The commitment is part of the UK Government’s ongoing support for the Global Tiger Recovery Program (GTRP), endorsed by all 13 Tiger range countries at the ‘Tiger Summit’ held in St Petersburg in 2010 and was made ahead of the London Conference on Illegal Wildlife Trade currently taking place and hosted by UK Foreign Secretary William Hague.
“Today’s conference is about bringing together world leaders to find real answers to the devastation of wildlife crime. This is something that brings untold misery to people across Africa, and feeds regional and international instability. Above all though, it is a terrible act that endangers species and threatens entire ecosystems. That is why this government is funding TRAFFIC to help reduce demand for tiger products. I hope that the conference, along with the excellent work being done by TRAFFIC, will encourage others to protect this beautiful animal before it is too late,” said the UK Government’s Foreign & Commonwealth Office Minister for Africa, Mark Simmonds.
Demand for tiger parts and derivatives continues to drive poaching of Tigers and fuels an increasingly sophisticated network of illegal wildlife trafficking in the 13 tiger range countries.
The announcement came as new figures and photographs were released highlighting the critical situation facing wild Tigers from poaching activities. According to new research carried out by TRAFFIC, parts of 1537 Tigers have been seized in illegal trade across 13 Tiger range countries in the 14 years between 2000 and 2013. The figures equates to 110 Tiger parts trafficked per year, or two per week.
The startling figures were announced as new photographs of poachers attempting to sell Tiger bones were released. The images were taken last month in Labuhanbatu province, Sumatra, Indonesia by Tiger conservationists posing as buyers.
The poachers claimed to have snared and sold the bones and other body parts of Tigers on three occasions since 2012. They told the undercover researchers the skin, teeth and claws were sold separately as they were more valuable.
“The unremitting poaching pressure is steadily but relentlessly pushing the Sumatran and other wild Tiger populations towards the same fate as those in Bali and Java,” said Steven Broad, Executive Director of TRAFFIC.
“As TRAFFIC’s latest research and these photographs from Indonesia demonstrate, there is still some way to go to achieving the critical first step to accomplish the overall GTRP goal of doubling the number of wild Tigers by 2022—that of securing Zero Poaching of wild Tigers.”

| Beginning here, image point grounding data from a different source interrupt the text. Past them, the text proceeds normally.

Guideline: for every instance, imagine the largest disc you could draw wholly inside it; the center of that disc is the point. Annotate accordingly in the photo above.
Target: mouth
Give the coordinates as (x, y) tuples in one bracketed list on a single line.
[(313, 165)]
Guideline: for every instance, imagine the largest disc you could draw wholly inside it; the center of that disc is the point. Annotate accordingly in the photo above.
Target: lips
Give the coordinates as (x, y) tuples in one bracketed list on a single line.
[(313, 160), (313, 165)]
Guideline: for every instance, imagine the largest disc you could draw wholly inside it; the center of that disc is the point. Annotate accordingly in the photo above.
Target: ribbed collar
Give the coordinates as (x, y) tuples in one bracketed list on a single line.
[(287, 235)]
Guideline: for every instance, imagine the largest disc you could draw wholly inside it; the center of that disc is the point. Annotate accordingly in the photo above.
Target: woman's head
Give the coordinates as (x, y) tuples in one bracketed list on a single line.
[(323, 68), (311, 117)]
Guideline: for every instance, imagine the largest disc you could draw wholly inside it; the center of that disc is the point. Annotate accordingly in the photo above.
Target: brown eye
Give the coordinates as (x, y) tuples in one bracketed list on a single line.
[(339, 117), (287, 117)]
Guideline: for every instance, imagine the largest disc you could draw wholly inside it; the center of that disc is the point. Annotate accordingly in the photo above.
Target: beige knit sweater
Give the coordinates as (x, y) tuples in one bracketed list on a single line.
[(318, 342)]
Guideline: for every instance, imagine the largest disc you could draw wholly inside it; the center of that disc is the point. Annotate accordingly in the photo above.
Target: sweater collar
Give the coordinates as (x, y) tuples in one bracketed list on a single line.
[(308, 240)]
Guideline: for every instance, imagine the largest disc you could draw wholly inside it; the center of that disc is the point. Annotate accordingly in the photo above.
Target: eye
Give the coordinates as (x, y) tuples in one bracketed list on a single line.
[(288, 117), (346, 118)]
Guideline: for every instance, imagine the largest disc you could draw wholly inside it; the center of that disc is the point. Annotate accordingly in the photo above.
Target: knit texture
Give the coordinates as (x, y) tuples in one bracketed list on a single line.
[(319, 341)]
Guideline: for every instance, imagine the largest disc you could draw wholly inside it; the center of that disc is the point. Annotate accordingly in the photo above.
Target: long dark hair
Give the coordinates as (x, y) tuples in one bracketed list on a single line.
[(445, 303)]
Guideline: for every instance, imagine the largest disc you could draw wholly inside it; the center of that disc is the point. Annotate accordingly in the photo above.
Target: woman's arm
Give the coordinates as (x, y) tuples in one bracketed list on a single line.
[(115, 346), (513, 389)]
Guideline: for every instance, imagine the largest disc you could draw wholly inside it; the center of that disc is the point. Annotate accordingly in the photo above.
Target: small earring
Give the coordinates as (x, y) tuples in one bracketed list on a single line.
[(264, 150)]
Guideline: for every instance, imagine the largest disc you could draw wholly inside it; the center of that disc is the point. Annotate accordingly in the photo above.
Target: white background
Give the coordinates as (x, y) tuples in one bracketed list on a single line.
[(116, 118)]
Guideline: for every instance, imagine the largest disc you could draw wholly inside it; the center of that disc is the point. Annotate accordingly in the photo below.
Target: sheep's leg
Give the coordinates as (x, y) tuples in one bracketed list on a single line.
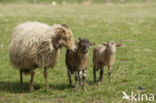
[(76, 80), (94, 72), (69, 77), (83, 79), (101, 74), (80, 80), (32, 81), (45, 78), (109, 72), (21, 79)]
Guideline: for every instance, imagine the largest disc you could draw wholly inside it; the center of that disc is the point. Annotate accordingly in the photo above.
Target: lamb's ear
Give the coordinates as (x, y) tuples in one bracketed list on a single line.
[(104, 43), (92, 43), (60, 32), (118, 44), (65, 26), (80, 39)]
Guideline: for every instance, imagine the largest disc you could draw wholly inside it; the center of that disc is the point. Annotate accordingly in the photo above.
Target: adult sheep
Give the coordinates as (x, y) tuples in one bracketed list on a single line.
[(37, 45)]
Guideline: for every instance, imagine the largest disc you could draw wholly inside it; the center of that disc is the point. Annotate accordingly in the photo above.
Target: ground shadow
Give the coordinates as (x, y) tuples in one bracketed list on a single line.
[(61, 86), (14, 87)]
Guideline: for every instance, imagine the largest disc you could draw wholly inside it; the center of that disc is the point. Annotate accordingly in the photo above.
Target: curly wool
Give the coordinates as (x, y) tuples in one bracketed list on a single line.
[(31, 46)]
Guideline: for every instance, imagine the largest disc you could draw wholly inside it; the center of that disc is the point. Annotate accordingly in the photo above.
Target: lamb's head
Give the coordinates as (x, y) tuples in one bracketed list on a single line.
[(111, 46), (83, 45), (66, 37)]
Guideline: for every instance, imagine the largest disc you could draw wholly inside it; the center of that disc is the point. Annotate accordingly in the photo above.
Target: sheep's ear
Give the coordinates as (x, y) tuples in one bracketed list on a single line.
[(104, 43), (118, 44), (92, 44)]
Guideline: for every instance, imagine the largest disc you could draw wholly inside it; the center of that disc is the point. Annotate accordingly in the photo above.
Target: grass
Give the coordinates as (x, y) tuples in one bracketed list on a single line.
[(131, 24)]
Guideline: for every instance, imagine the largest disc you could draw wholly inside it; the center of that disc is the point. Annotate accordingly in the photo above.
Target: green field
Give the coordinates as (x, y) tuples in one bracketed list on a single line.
[(133, 25)]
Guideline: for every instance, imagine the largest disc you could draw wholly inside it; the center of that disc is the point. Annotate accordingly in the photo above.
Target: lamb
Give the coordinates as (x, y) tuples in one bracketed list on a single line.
[(77, 62), (104, 55), (37, 45)]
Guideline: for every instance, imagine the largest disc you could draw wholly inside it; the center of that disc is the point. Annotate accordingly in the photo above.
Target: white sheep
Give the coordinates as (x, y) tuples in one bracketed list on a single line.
[(37, 45), (104, 55)]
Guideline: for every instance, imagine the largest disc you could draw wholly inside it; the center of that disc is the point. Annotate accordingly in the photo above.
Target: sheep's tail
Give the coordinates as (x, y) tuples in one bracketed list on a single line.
[(26, 71)]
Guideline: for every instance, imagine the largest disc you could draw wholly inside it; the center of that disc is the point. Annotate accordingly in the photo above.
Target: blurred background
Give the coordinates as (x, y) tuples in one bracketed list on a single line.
[(77, 1)]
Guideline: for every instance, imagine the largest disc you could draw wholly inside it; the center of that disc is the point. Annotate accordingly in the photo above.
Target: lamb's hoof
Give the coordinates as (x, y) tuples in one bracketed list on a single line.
[(48, 89), (70, 85), (31, 90), (99, 81), (75, 90), (21, 86), (84, 89)]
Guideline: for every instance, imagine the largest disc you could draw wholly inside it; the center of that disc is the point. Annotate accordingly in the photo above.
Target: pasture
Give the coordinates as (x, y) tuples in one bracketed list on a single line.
[(133, 25)]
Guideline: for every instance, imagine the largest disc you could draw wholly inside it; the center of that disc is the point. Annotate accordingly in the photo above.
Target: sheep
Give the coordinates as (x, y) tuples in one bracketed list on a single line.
[(104, 55), (37, 45), (77, 62)]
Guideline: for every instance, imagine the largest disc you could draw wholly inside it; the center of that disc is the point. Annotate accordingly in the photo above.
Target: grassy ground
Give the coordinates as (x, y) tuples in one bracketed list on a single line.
[(132, 25)]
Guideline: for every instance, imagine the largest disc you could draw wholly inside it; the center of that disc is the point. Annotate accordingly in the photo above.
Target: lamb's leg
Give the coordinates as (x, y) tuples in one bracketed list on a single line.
[(101, 74), (69, 77), (76, 80), (45, 78), (94, 72), (21, 79), (109, 72), (83, 79), (32, 81), (80, 80)]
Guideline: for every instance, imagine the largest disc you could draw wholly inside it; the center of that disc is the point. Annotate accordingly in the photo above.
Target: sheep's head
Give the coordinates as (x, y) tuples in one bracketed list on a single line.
[(66, 37), (111, 46), (83, 45)]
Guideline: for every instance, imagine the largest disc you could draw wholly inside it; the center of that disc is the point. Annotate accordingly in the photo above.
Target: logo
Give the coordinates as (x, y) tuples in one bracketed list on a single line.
[(138, 96)]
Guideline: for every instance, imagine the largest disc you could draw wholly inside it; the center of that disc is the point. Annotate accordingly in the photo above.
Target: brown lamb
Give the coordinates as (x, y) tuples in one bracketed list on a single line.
[(77, 62), (104, 55)]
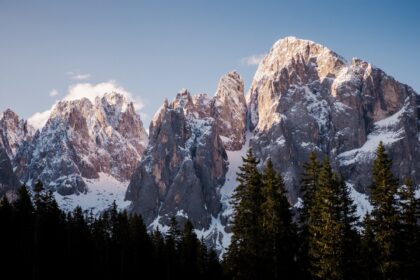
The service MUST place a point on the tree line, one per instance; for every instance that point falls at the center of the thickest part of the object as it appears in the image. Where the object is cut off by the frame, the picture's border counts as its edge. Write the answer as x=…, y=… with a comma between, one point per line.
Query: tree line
x=40, y=241
x=323, y=239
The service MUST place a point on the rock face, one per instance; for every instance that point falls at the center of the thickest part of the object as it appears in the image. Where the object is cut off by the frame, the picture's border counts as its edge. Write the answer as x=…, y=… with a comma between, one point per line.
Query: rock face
x=185, y=164
x=13, y=132
x=305, y=97
x=230, y=110
x=82, y=139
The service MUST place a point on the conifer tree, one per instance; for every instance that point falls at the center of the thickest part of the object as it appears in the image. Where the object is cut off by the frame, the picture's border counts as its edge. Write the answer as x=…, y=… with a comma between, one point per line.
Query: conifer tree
x=325, y=228
x=384, y=214
x=370, y=252
x=351, y=239
x=245, y=250
x=189, y=249
x=277, y=228
x=409, y=250
x=308, y=187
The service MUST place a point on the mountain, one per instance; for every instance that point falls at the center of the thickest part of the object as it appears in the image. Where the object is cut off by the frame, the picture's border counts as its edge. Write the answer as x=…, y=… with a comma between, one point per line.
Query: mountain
x=85, y=144
x=305, y=97
x=13, y=132
x=184, y=165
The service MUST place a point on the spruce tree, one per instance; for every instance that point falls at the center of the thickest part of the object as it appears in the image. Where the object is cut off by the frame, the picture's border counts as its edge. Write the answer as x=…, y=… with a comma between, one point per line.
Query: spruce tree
x=351, y=239
x=409, y=250
x=325, y=228
x=370, y=251
x=384, y=214
x=308, y=187
x=277, y=228
x=245, y=252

Across Asia, wild Tiger numbers have plummeted from an estimated 100,000 animals at the turn of the 20th Century to as few as 3,200 today.
In Indonesia there are believed to be fewer than 500 wild Tigers left, all on the island of Sumatra. Tigers became extinct on the Indonesian islands of Bali in the 1940s and Java in the 1970s.
The seed money for this programme to address demand is being administered through a grant made to TRAFFIC from the GTRP Multi-Donor Trust Fund. This fund, administered by the World Bank, provides global support on the ground for the GTRP. It helps fill financing gaps with pooled funding from governmental, corporate, and private donors. The UK Government is the initial contributor to the fund. TRAFFIC’s partners in this project include WildAid, WWF and the Zoological Society of London.
“As tiger range countries have stepped up national efforts and made measurable progress in implementing the Global Tiger Recovery Program since the Tiger Summit in 2010, demand reduction is an element of global support that has taken time to get off the ground,” said Andrey Kushlin, Program Manager, Global Tiger Initiative, World Bank.
“By drawing on the body of work that has already been done on behaviour change and demand reduction, TRAFFIC and other partners help the efforts of the Tiger Range Countries in finally breathing life into Demand reduction work of the GTRP, supported by this Multi Donor Trust Fund.
“The London Conference is also a great opportunity for partners and donors to expand their support for these aspects of tiger conservation.”
About the Global Tiger Recovery Programme
World leaders and the international conservation community called for sustained national and global action to eliminate the illicit demand for tigers at the International Tiger Forum held in St. Petersburg, Russia, in 2010. The Global Tiger Recovery Programme, endorsed by all 13 tiger range countries, is being implemented over a 12-year period with the ultimate goal of recovering wild tigers and doubling their population in the wild. Demand reduction is one of the GTRP’s essential areas of global support.
TRAFFIC, the wildlife trade monitoring network, works to ensure that trade in wild plants and animals is not a threat to the conservation of nature. TRAFFIC is a joint programme of IUCN and WWF.